100 Hours (100 Hours #1) by Rachel Vincent
Published March 28, 2017 by Katherine Tegen Books
Genres Young Adult, Mystery, Thriller
A decadent spring break getaway on an exotic beach becomes a terrifying survival story when six Miami teens are kidnapped and ransomed.Maddie is beyond done with her cousin Genesis’s entitled and shallow entourage. Genesis is so over Miami’s predictable social scene with its velvet ropes, petty power plays, and backstabbing boyfriends. While Maddie craves family time for spring break, Genesis seeks novelty—like a last-minute getaway to an untouched beach in Colombia. And when Genesis wants something, it happens.

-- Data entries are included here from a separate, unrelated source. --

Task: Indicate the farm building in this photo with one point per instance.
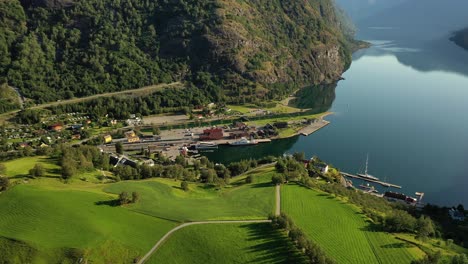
(212, 134)
(56, 127)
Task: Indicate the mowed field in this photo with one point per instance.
(341, 230)
(165, 199)
(52, 220)
(227, 243)
(42, 219)
(20, 167)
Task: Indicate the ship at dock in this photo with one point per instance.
(243, 142)
(206, 145)
(367, 175)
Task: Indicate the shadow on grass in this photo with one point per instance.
(262, 185)
(271, 245)
(56, 171)
(398, 245)
(112, 203)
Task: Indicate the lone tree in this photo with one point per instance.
(119, 148)
(184, 185)
(277, 179)
(424, 227)
(124, 198)
(37, 171)
(249, 179)
(135, 197)
(4, 183)
(2, 169)
(68, 171)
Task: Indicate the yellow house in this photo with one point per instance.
(107, 139)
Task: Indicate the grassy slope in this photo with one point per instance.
(20, 167)
(227, 243)
(253, 201)
(48, 219)
(341, 230)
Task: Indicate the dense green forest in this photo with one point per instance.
(231, 50)
(461, 38)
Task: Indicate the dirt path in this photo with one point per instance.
(168, 234)
(278, 200)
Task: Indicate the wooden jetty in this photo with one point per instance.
(385, 184)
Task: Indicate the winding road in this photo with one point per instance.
(278, 200)
(168, 234)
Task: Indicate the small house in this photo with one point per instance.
(212, 134)
(56, 127)
(107, 139)
(280, 125)
(456, 215)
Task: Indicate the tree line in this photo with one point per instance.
(311, 250)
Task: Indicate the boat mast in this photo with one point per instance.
(367, 161)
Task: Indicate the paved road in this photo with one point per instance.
(278, 200)
(168, 234)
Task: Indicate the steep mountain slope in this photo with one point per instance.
(231, 50)
(461, 38)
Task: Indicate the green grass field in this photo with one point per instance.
(165, 199)
(50, 219)
(227, 243)
(20, 167)
(341, 230)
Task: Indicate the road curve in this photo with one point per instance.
(278, 200)
(168, 234)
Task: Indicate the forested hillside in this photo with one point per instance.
(232, 50)
(461, 38)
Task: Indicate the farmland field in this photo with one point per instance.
(52, 220)
(20, 167)
(252, 201)
(340, 230)
(227, 243)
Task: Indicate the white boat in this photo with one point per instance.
(206, 145)
(366, 175)
(243, 142)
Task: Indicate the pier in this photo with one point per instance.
(385, 184)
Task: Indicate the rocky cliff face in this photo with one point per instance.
(241, 50)
(280, 41)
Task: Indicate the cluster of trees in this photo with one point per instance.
(436, 258)
(37, 171)
(80, 159)
(4, 181)
(202, 170)
(312, 251)
(8, 98)
(125, 198)
(84, 49)
(120, 107)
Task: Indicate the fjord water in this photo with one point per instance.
(411, 120)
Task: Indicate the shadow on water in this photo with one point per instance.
(272, 246)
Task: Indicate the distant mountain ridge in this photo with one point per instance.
(231, 50)
(461, 38)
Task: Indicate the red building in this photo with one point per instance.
(56, 127)
(212, 134)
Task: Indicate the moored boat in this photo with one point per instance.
(206, 145)
(243, 142)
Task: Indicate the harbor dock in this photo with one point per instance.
(385, 184)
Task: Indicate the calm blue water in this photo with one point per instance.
(406, 105)
(413, 124)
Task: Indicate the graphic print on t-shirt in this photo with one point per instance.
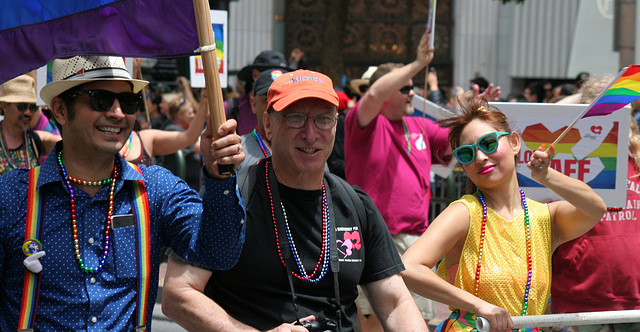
(348, 244)
(419, 139)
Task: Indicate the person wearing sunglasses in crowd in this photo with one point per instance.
(389, 155)
(497, 243)
(21, 146)
(80, 236)
(310, 238)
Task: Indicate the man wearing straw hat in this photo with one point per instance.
(21, 147)
(80, 238)
(389, 155)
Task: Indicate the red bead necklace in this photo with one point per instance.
(324, 252)
(74, 222)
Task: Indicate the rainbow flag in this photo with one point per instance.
(34, 32)
(622, 91)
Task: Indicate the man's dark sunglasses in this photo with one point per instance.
(22, 107)
(102, 100)
(406, 89)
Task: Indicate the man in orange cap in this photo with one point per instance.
(305, 228)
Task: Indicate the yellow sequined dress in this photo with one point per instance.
(503, 274)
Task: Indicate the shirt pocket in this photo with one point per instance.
(124, 251)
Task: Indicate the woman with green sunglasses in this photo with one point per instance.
(496, 243)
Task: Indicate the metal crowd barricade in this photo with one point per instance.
(580, 318)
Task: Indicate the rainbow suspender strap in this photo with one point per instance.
(143, 250)
(31, 288)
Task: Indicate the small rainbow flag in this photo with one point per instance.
(623, 90)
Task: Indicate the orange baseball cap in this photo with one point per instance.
(300, 84)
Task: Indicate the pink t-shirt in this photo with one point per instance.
(377, 160)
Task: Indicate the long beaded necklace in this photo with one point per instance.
(74, 223)
(324, 252)
(525, 305)
(264, 145)
(7, 152)
(126, 151)
(406, 136)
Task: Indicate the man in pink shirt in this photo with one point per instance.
(389, 155)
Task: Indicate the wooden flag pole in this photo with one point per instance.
(211, 76)
(144, 96)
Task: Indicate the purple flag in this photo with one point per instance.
(34, 32)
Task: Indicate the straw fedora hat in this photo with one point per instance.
(69, 73)
(21, 89)
(358, 84)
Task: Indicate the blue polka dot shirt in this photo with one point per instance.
(71, 300)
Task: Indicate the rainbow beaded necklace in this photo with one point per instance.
(74, 223)
(314, 277)
(525, 305)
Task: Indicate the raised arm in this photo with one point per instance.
(581, 209)
(185, 303)
(445, 236)
(371, 103)
(394, 305)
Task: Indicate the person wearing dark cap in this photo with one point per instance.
(311, 238)
(241, 111)
(80, 236)
(256, 145)
(239, 108)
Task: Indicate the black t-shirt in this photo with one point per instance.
(256, 291)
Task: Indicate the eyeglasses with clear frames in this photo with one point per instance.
(22, 107)
(299, 120)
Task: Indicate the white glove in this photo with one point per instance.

But paradise has its price. Dragged from their tents under the cover of dark, Genesis, Maddie, and their friends are kidnapped and held for ransom deep inside the jungle—with no diva left behind. It all feels so random to everyone except Genesis. She knows they were targeted for a reason. And that reason is her.
When I saw the cove r of this book and read the description, I immediately wanted to read it and was excited when the publisher sent me an ARC. Plus. the cover is absolutely gorgeous. I love survival type books, but can’t find many good ones and I especially liked the tropical setting. However, although the plot of this story could have been really great, it was fairly disappointing. The story is told from two perspectives, Maddie and Genesis, both of which are fairly spoiled little rich girls, but Genesis especially. I was already annoyed with her during the first chapter where she is cheating on her boyfriend, in front of him, in a local Colombian bar. The story begins with them ditching their spring break in the Bahamas and instead bribing the pilot of their private plan to bring them to Columbia instead, as that is where their parents are from and their grandmother still lives there. I don’t know much about the lives of the very rich, but this story itself seemed a bit far fetched to me.

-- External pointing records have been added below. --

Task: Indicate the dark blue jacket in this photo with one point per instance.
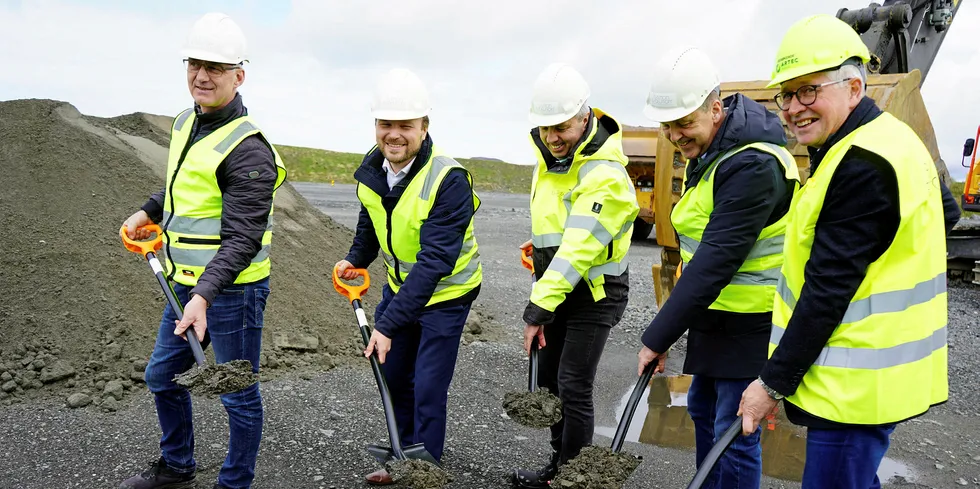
(750, 193)
(441, 237)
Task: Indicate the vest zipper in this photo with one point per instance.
(170, 192)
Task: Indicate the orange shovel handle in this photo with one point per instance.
(526, 259)
(351, 292)
(143, 247)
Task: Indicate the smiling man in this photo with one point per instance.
(417, 208)
(216, 213)
(582, 210)
(858, 339)
(730, 222)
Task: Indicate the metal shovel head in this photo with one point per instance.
(384, 454)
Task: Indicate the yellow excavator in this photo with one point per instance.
(903, 37)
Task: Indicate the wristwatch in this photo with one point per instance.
(769, 390)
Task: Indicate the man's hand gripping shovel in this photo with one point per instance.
(213, 379)
(384, 455)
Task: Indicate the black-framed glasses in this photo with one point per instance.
(806, 95)
(213, 69)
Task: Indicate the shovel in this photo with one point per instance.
(534, 408)
(599, 463)
(216, 379)
(395, 452)
(715, 453)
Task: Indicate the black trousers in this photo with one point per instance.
(567, 367)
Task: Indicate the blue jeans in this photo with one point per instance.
(419, 368)
(235, 332)
(846, 458)
(713, 404)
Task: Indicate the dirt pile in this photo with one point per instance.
(78, 312)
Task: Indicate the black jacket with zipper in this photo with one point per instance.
(245, 201)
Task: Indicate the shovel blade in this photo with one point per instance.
(384, 454)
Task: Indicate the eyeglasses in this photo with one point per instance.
(806, 95)
(213, 69)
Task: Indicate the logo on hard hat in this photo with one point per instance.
(662, 100)
(785, 61)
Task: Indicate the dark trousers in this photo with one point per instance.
(235, 321)
(567, 367)
(713, 404)
(845, 458)
(419, 368)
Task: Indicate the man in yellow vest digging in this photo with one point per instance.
(216, 215)
(582, 209)
(417, 207)
(858, 339)
(730, 223)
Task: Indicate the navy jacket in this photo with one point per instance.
(246, 200)
(857, 223)
(750, 193)
(441, 237)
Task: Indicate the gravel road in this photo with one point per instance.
(316, 425)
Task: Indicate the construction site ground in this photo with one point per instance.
(78, 315)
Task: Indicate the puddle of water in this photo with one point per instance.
(661, 419)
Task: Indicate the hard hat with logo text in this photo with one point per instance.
(816, 43)
(682, 80)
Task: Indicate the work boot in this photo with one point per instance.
(159, 476)
(536, 479)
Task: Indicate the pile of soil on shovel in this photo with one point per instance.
(596, 468)
(79, 313)
(418, 474)
(539, 409)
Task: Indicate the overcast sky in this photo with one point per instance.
(313, 63)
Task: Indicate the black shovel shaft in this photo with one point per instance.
(715, 453)
(532, 369)
(168, 291)
(624, 422)
(393, 437)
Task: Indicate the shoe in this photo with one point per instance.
(159, 476)
(536, 479)
(379, 477)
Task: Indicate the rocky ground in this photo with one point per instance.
(75, 414)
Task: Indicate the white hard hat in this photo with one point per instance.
(399, 96)
(682, 80)
(217, 38)
(558, 94)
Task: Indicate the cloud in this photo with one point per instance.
(313, 63)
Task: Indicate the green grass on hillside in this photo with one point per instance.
(318, 165)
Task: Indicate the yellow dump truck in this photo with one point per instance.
(895, 77)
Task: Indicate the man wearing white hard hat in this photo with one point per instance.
(730, 221)
(216, 213)
(582, 209)
(417, 207)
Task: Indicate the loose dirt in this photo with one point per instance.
(78, 312)
(217, 379)
(418, 474)
(596, 468)
(539, 409)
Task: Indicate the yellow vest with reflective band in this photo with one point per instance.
(586, 212)
(886, 361)
(754, 284)
(192, 201)
(401, 242)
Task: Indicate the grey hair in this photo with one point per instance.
(850, 70)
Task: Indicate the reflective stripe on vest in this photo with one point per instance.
(192, 232)
(753, 285)
(886, 361)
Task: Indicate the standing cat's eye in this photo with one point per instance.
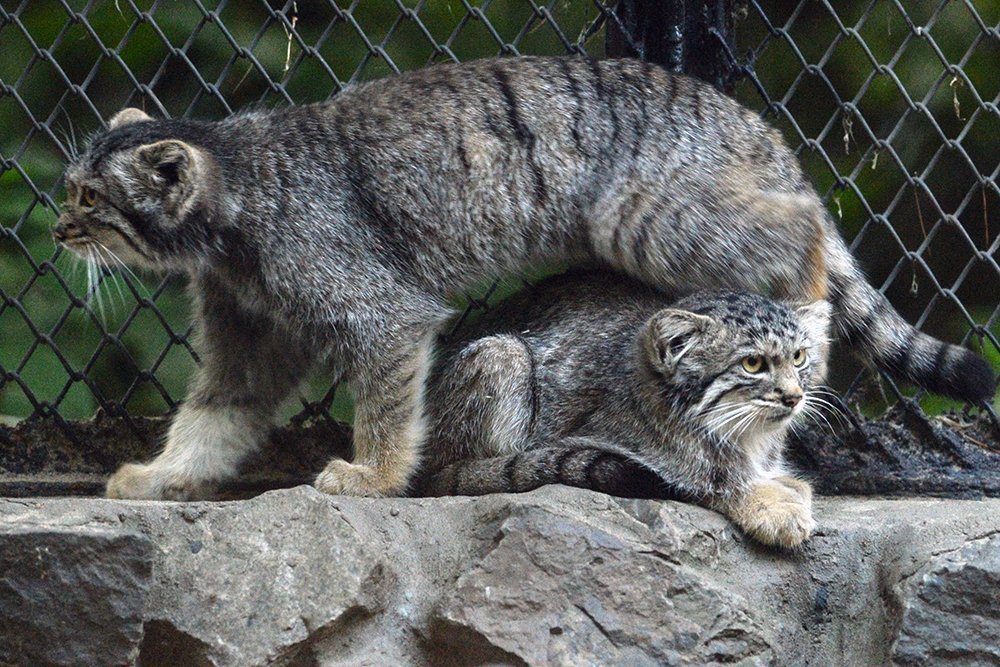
(88, 197)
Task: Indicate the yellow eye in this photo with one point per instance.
(88, 197)
(753, 364)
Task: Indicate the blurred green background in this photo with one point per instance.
(65, 71)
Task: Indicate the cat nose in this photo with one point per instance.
(791, 398)
(63, 230)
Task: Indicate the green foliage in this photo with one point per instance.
(67, 76)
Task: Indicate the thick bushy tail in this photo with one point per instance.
(587, 468)
(875, 330)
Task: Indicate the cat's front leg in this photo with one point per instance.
(248, 368)
(205, 445)
(773, 512)
(389, 423)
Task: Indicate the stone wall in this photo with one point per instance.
(557, 576)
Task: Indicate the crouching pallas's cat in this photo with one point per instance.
(332, 233)
(597, 381)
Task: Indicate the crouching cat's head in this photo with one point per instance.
(739, 364)
(146, 192)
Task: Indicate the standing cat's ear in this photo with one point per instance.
(179, 170)
(671, 332)
(126, 116)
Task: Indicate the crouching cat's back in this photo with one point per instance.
(597, 381)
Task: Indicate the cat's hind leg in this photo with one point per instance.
(482, 401)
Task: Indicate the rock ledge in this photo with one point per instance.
(556, 576)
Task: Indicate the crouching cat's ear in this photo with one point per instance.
(177, 170)
(126, 116)
(671, 333)
(815, 319)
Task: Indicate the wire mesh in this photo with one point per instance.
(893, 110)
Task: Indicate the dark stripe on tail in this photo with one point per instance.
(593, 469)
(876, 331)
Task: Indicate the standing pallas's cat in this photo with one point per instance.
(596, 381)
(332, 233)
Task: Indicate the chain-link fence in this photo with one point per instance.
(893, 110)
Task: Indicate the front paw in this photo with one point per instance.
(773, 513)
(352, 479)
(134, 481)
(801, 487)
(782, 522)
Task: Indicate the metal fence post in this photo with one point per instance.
(689, 36)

Basically, this book could have been really great, with the story and the setting, but between the thoughts, words and actions of the overly privileged rich teenagers, which was extremely annoying, and them just randomly cheating and hooking up the whole time, it kind of ruined the plot for me. Their is a plot twist and there is a good deal of action throughout the book and the plot moves along at a steady pace. But I just really had a hard time connecting with any of the characters and I never really became invested in any of them either. The book does end with another twist and a cliffhanger, leaving the reader with an open ended story line for the next book in the series. Overall this book could have been really great if the author had toned down the privileged, rich girl monologue and had developed the characters a bit more so readers might actually become invested in their outcome. Thank you to the publisher for sending me an advanced reading copy of the book.